Averages of Tajima’s D (DT) as a function of migration rates between demes in a model including both species-wide expansion (β = 10, τ = 2) and growth within demes (A) or hierarchical structure (B). As in Figure 2 in Städler et al. (2009), simulations were run with Sampling v0.5 and every plotted point is based on 1000 independently generated datasets, corresponding to 1000 unlinked loci; error bars represent standard errors. In panel A, the exponential growth rate within each deme was α = 25.We simulated a Wright island model with 100 demes without recombination. In panel B, demes 1 to 50 merge into one deme and demes 51 to 100 into another one at time τ = 1, and then the two remaining demes merge into a single ancestral deme at time τ = 2. At each stage, we assume a Wright island model with no recombination.

Results

Genetic diversity and population structure

Summary statistics of the total dataset for our two species are reported in Table S2. Although the present dataset is somewhat larger than that presented in St. Onge et al. (2011), diversity statistics are highly similar. Briefly, on average 151 chromosomes were sequenced over 12 populations of C. grandiflora, and 86 (haploid number) chromosomes were sequenced over 13 populations of C. rubella. Genetic diversity is reduced in C. rubella compared with C. grandiflora (total sites π = 0.007 and 0.005, synonymous sites π = 0.021 and 0.013, and average number of haplotypes per locus = 38.3 and 4.23 for the total datasets of C. grandiflora and C. rubella, respectively). Tajima’s D for the total datasets are −1.15 and 0.71 (−0.52 and 0.73 for synonymous) for C. grandiflora and C. rubella, respectively, suggesting population expansion in C. grandiflora and a population bottleneck in C. rubella.

The results from clustering analysis in STRUCTURE generally agreed well with our expectations based on geography and previous analysis on a subset of these populations (St. Onge et al. 2011). In C. grandiflora, the clustering analysis supports the presence of three genetic clusters and the populations that have been added cluster with one or two of the neighboring original populations (for clustering and the plot of ΔK over the number of clusters, see Figure S1 and Figure S2; for plots of LnP(D) over K, see File S1). In general, geographically close populations are inferred to belong to the same genetic clusters. However, as the sample sizes of some populations are low, we have limited power to detect additional genetic clusters containing only such populations. At values of K = 4 and greater, admixture is added (Figure S2).

As in St. Onge et al. (2011), the clustering analysis in C. rubella shows a large amount of admixture, and populations 22, 23, 49 and 50 show low levels of admixture (Figure S2). At the most likely number of genetic clusters (K = 6, Figure S2) and also for other values of K, population 6 is genetically similar to the geographically close population 50, whereas populations 3, 35, 39, and 4 show a high level of admixture.

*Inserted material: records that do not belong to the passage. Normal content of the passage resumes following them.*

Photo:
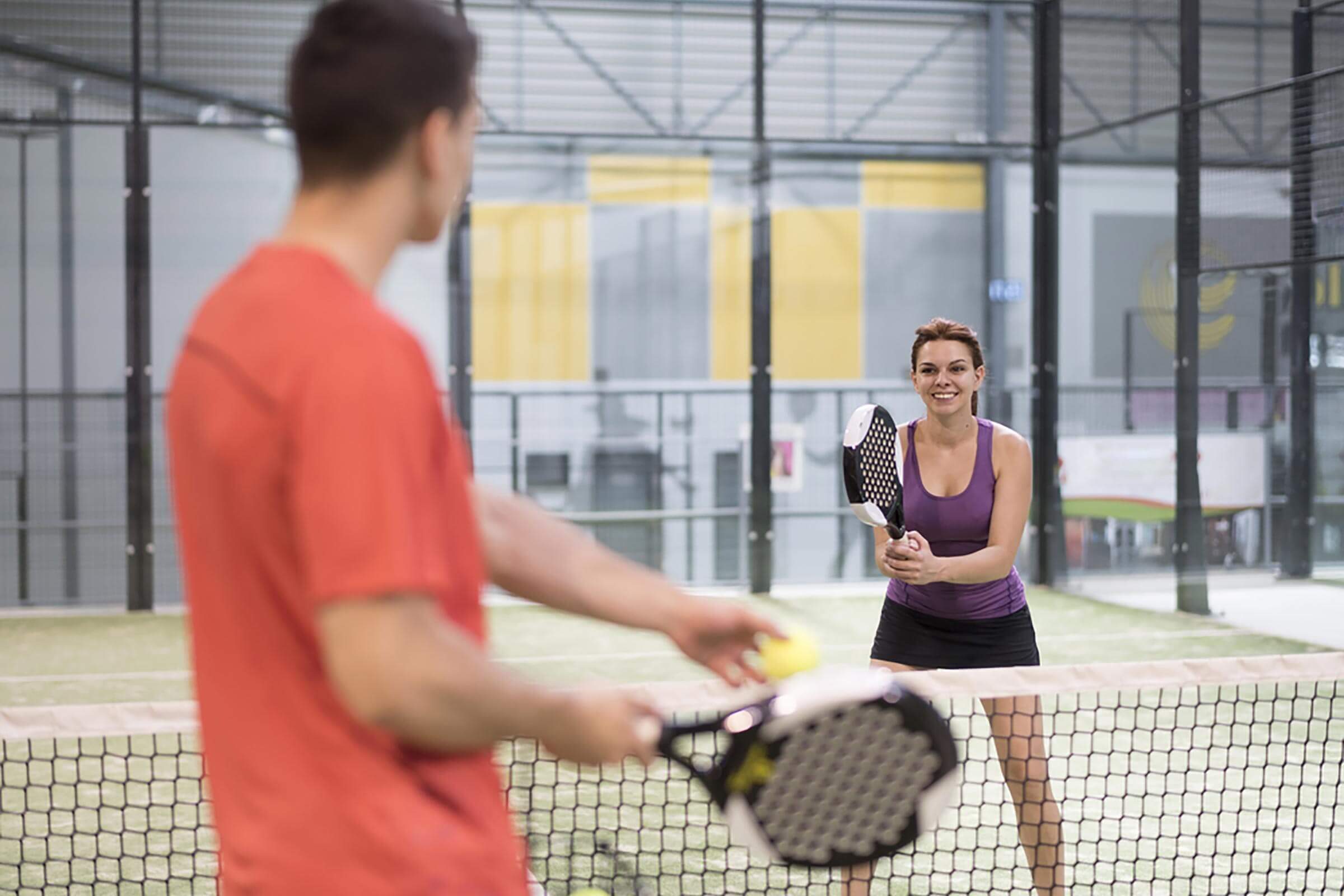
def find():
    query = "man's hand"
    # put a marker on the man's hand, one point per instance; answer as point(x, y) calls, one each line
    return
point(597, 729)
point(717, 634)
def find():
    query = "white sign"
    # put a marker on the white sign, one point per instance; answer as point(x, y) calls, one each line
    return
point(1133, 477)
point(787, 457)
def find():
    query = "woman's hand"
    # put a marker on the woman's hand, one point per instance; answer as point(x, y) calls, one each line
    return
point(911, 561)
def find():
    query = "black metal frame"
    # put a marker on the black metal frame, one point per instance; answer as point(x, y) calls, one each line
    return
point(1043, 152)
point(761, 526)
point(460, 311)
point(1047, 512)
point(1296, 553)
point(1188, 551)
point(140, 507)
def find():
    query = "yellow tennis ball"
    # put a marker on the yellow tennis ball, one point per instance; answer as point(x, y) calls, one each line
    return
point(784, 657)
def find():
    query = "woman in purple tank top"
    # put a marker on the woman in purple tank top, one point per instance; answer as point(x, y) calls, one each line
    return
point(956, 601)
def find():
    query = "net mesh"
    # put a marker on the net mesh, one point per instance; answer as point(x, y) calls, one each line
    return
point(1190, 777)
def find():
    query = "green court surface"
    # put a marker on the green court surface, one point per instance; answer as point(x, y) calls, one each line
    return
point(54, 660)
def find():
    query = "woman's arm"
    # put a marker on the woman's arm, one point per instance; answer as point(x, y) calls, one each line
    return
point(917, 564)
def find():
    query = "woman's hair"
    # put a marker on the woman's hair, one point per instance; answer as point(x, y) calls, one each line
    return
point(941, 328)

The average FST over all loci and all populations were 0.14 and 0.54 in C. grandiflora and C. rubella, respectively. Permutation tests (1000 permutations) showed that both values are significantly different from zero (P < 0.01).

Summary statistics

In both species, there was an increase in the average number of segregating sites from local to pooled to scattered sampling (4.1, 6.8, and 8.0 in C. rubella, and 9.9, 11.1, and 11.5 in C. grandiflora for local, pooled, and scattered, respectively, Figure 2). A similar increase is also observed in Watterson’s estimate of θ, which is a direct function of S, and for π. In C. grandiflora, the differences between the three sampling schemes were not very pronounced, with overlapping interquartile ranges between local and pooled or pooled and scattered, but not between the local and scattered sampling schemes (paired t-test, P > 0.05 for all test). Differences were greater between the C. rubella sampling types, where interquartile ranges were not overlapping between any of the sampling schemes (paired t-tests, P > 0.05 for all tests except for local sampling values of S, θ, and π, which are significantly different from those of scattered and pooled sampling).

Figure 2.

Figure 2

Box plots of summary statistics averaged over all loci for the different sampling strategies: number of segregating sites, S (top row); nucleotide diversity, π (middle row); and Watterson’s estimate of the population mutation rate, θW (bottom row). Statistics are shown for both total site and synonymous sites. Gray lines indicate the average value for the total dataset. An asterisk (*) indicates total dataset values that lie far outside the range of the figure; these values are 30.5 and 13.7 for S in C. grandiflora for total sites and synonymous sites, respectively. Each box plot is calculated using n = 4, boxes range the upper and lower quartiles, the bold line indicates the median value, and whiskers indicate 1.5 times the quartile range.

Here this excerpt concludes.